Calligraphic Cats

I was watching a mash-up rebroadcast of Antiques Roadshow the other night when a pair of Victorian calligraphic drawings suddenly appeared, including one very charming cat. You can see the appraisal–with appraiser Carl Crossman stating that he and his colleagues have seen plenty of calligraphic deer and eagles but few cats–here. Crossman loved the cat (and valued it at around $3500-$4000) and so do I, so of course I had to find one for myself. Calligraphy has always been a more integral feature of Islamic and East Asian art than that of the West, and I found some nice Asian BIG cats, but domestic calligraphic cats from Europe and America were indeed difficult to track down.

Calligraphic Tigers from Japan (18th century) and Pakistan (19th century), Victoria & Albert Museum, London.

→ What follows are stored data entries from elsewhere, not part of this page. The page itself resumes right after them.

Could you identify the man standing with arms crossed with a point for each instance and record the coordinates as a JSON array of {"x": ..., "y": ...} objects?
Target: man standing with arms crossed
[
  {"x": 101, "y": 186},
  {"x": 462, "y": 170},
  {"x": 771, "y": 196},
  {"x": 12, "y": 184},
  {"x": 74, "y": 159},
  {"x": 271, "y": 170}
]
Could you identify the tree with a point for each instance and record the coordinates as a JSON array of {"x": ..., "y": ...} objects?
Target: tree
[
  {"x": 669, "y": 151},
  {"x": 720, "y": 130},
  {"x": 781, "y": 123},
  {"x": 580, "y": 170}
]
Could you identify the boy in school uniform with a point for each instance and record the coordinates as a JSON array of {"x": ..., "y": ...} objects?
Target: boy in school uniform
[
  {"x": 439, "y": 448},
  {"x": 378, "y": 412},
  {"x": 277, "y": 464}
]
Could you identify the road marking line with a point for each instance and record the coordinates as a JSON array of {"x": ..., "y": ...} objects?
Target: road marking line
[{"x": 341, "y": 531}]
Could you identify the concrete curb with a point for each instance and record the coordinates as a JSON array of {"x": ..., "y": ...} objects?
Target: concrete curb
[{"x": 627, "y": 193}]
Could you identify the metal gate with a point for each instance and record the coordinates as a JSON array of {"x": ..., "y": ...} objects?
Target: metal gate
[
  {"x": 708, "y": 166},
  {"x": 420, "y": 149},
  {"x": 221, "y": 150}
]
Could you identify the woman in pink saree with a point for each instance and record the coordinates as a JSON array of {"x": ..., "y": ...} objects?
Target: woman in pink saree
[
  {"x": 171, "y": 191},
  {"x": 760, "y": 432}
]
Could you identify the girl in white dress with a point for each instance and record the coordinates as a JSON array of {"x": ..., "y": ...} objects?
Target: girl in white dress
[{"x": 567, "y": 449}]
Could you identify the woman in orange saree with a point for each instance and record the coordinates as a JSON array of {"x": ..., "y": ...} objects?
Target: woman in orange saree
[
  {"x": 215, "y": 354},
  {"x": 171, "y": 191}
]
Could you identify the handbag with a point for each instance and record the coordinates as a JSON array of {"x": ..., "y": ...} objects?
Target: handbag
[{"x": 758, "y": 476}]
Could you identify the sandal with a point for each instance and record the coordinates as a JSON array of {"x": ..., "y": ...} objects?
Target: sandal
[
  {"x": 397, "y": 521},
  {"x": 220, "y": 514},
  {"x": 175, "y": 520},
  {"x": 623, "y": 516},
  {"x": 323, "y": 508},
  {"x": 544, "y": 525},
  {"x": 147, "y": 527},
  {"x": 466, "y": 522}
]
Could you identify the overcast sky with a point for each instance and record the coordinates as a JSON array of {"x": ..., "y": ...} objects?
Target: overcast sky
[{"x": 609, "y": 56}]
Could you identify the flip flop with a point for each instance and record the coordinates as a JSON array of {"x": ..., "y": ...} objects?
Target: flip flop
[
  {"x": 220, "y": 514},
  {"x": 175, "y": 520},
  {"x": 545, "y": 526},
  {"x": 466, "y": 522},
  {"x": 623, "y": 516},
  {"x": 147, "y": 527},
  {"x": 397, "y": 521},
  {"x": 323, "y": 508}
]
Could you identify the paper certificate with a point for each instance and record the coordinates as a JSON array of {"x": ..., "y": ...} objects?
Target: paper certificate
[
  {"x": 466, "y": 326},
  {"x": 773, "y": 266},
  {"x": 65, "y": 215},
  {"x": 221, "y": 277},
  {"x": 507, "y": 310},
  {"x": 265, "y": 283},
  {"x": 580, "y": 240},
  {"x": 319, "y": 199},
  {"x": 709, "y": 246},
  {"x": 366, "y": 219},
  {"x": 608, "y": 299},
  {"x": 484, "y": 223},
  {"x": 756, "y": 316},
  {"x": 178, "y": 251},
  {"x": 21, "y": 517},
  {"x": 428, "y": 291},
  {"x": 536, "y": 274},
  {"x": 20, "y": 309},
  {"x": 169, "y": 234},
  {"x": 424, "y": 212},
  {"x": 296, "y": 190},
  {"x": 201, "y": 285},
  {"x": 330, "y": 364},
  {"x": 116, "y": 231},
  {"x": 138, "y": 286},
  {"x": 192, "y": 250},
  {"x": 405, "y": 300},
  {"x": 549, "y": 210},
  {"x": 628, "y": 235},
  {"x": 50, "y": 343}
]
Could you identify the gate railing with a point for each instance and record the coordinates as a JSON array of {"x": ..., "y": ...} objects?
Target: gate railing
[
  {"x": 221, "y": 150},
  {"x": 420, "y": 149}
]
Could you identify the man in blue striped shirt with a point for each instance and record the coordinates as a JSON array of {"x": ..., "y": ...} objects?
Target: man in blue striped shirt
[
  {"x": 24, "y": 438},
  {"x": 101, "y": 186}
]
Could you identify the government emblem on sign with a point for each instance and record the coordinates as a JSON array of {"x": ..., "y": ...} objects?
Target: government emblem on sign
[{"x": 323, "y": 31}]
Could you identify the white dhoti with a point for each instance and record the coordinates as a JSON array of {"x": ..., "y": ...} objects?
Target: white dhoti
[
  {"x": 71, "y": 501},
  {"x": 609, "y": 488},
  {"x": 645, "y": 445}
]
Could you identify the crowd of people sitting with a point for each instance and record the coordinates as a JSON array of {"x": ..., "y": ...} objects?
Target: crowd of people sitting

In the west, calligraphic drawings seem to emerge first in the general instructional workbooks of eighteenth- and nineteenth-century tutors and their students. The owl and the pussycat below, which come closest to capturing the charm of my beloved Antiques Roadshow cat, were drawn by Dutch instructor Jacob Labotz for his students to copy and thus perfect their hands. So I started my search through the available instructional texts, starting with the later seventeenth century and working my way up to the later 1800s, when “flourishing” offhand calligraphy, combining writing and drawing, flourished. Mr. Crossman was correct: I found lots of birds (more doves than eagles), and no cats.

“Mary Serjant her book scholler to Eliz Bean Mrs. in the art of writing and arithmetick”, 1688, Beineke Rare Book and Manuscript Library, Yale University.

I expanded my search to include museum collections, antique-shop inventories, and auction archives and could only find more calligraphic birds, in addition to a few horses and donkeys, rabbits, the occasional dragon, and this wonderful elephant, produced in Ohio in the mid-to-late nineteenth century. I would have snapped it right up if it was not already sold.

This elusive elephant inspired me to dig deeper and reminded me of an image that I do have:  a calligraphic deer in the form of a John Derian tray:  perhaps the source could lead me to a similarly drawn cat? Fortunately the Real PenWork. Self-Instructor in Penmanship (Pittsfield, MA: Knowles & Maxim, 1881) is available online:  there I found my deer, along with flourished and fanciful birds of all feathers, fish, horses, and a big cat.

I’m going to keep looking for the perfect Spencerian calligraphic cat drawing, but in the mean time I think I’ll settle for yet another John Derian plate (I’m embarrassed to count how many I have), because this one comes very close to my feverishly-sought-after feline.